A adoção de medidas afirmativas visa fomentar a participação dos entes discriminados em áreas que dificilmente conseguiriam ter acesso, argumenta Kaufmann (2007). Caso a estratégia de combate à discriminação se limitasse à adoção de normas meramente proibitivas do preconceito, os objetivos poderiam não ser alcançados em relativo espaço de tempo.

Dessa maneira, é necessário frisar que a adoção de políticas afirmativas deve ter um prazo de duração, e esse prazo deve ser estipulado para serem sanados ou minimizados os efeitos do preconceito e da discriminação sofridos pela parcela desfavorecida.

É quase impossível dissociar o conceito de classe e de raça da conceituação de ação afirmativa. Todavia, como aponta Santos (2005, p.24), a adoção de ações afirmativas não significa que serão alcançados resultados que demonstrem a eliminação da pobreza.

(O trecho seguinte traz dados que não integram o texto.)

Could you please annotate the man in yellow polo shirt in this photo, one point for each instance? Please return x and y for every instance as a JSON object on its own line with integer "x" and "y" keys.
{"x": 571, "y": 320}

Entretanto, Lopes (2004) apresenta uma opinião totalmente diferenciada da de Santos (2005), e designa que:

Ação afirmativa é política pública de preferência destinada a promover o acesso ao poder, ao prestígio e à riqueza a membros de um grupo social historicamente discriminado. Expressa-se, por exemplo, aos negros na garimpagem de talentos afro-descendentes e na destinação, a eles, de parte das vagas disponíveis, ou universidades ou empresas, bem como de bolsas de estudo, treinamentos especiais e outras formas propiciatórias de ascensão social, como compensação pelas dificuldades encontradas em um contexto social notoriamente adverso. (LOPES, 2004, p.28)

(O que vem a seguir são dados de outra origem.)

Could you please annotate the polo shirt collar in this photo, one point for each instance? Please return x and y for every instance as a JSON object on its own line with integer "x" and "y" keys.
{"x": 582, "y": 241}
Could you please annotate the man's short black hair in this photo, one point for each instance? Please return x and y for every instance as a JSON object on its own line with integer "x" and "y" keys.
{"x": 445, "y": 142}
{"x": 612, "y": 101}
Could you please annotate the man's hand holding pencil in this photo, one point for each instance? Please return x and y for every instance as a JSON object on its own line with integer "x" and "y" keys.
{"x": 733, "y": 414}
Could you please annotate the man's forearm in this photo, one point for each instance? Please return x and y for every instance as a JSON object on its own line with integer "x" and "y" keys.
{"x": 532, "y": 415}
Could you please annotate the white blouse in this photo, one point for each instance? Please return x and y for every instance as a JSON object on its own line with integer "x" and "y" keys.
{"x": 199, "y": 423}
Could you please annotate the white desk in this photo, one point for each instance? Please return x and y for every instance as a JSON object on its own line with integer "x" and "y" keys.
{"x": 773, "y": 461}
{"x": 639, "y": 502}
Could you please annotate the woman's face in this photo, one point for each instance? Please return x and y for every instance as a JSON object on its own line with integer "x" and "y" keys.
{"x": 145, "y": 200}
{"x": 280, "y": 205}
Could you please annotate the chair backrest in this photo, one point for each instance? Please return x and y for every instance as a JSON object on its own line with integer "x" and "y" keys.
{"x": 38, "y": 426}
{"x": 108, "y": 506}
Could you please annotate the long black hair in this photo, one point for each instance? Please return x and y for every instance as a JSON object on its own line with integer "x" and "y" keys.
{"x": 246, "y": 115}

Até o momento, comungo melhor com as afirmações de Santos (2005), por entender que, para a superação das desigualdades, é necessário que as políticas afirmativas estejam também associadas a tipos de manutenção e garantia de direitos, através de medidas mais práticas de redução das disparidades, principalmente no que tange à melhor distribuição de renda entre as populações de qualquer país.

As políticas de ação afirmativa podem ser entendidas como um instrumento para fomentar a cidadania se concordarmos que, historicamente, a percepção da cidadania tem-se dado como sendo o exercício dos direitos civis, e contempla a história das lutas pelos direitos humanos, as lutas pela afirmação de direitos éticos, como a igualdade, a dignidade de todos, sem exceção, bem como a proteção legal desses direitos. (ANDRÉ, 2008, p.175)

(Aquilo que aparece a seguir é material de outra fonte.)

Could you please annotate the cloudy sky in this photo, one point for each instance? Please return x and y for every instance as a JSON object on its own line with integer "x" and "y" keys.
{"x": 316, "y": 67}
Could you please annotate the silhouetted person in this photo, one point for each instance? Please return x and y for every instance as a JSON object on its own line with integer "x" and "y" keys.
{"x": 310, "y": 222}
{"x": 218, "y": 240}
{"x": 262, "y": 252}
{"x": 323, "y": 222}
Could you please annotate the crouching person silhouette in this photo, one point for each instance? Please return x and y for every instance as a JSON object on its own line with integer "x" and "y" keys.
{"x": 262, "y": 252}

No Brasil, há uma tradição em pensar que os programas sociais beneficiam de maneira igualitária todas as pessoas, independente da cor da pele. Mas, as pesquisas mostram que isso é um engodo, garante Domingues (2008). “Políticas públicas de cunho social, isoladamente, não atacam o

racismo, pelo contrário, contribuem para reproduzir a separação existente entre negros e brancos na estrutura de classes”. (p.166)

Os indivíduos discriminados, em virtude de um atributo que os mesmos compartilham, são a principal preocupação das ações afirmativas. Essas dívidas estão em avultadas escalas sobrepostas pelo Estado e precisarão ser resolvidas. As ações afirmativas são políticas não simplesmente voltadas para a intervenção posterior, mas com caráter múltiplo e de ação, tanto sobre os efeitos do racismo histórico quanto sobre o racismo atual. Atuariam, ainda, por tanto, como acautelamento a uma progressão do racismo.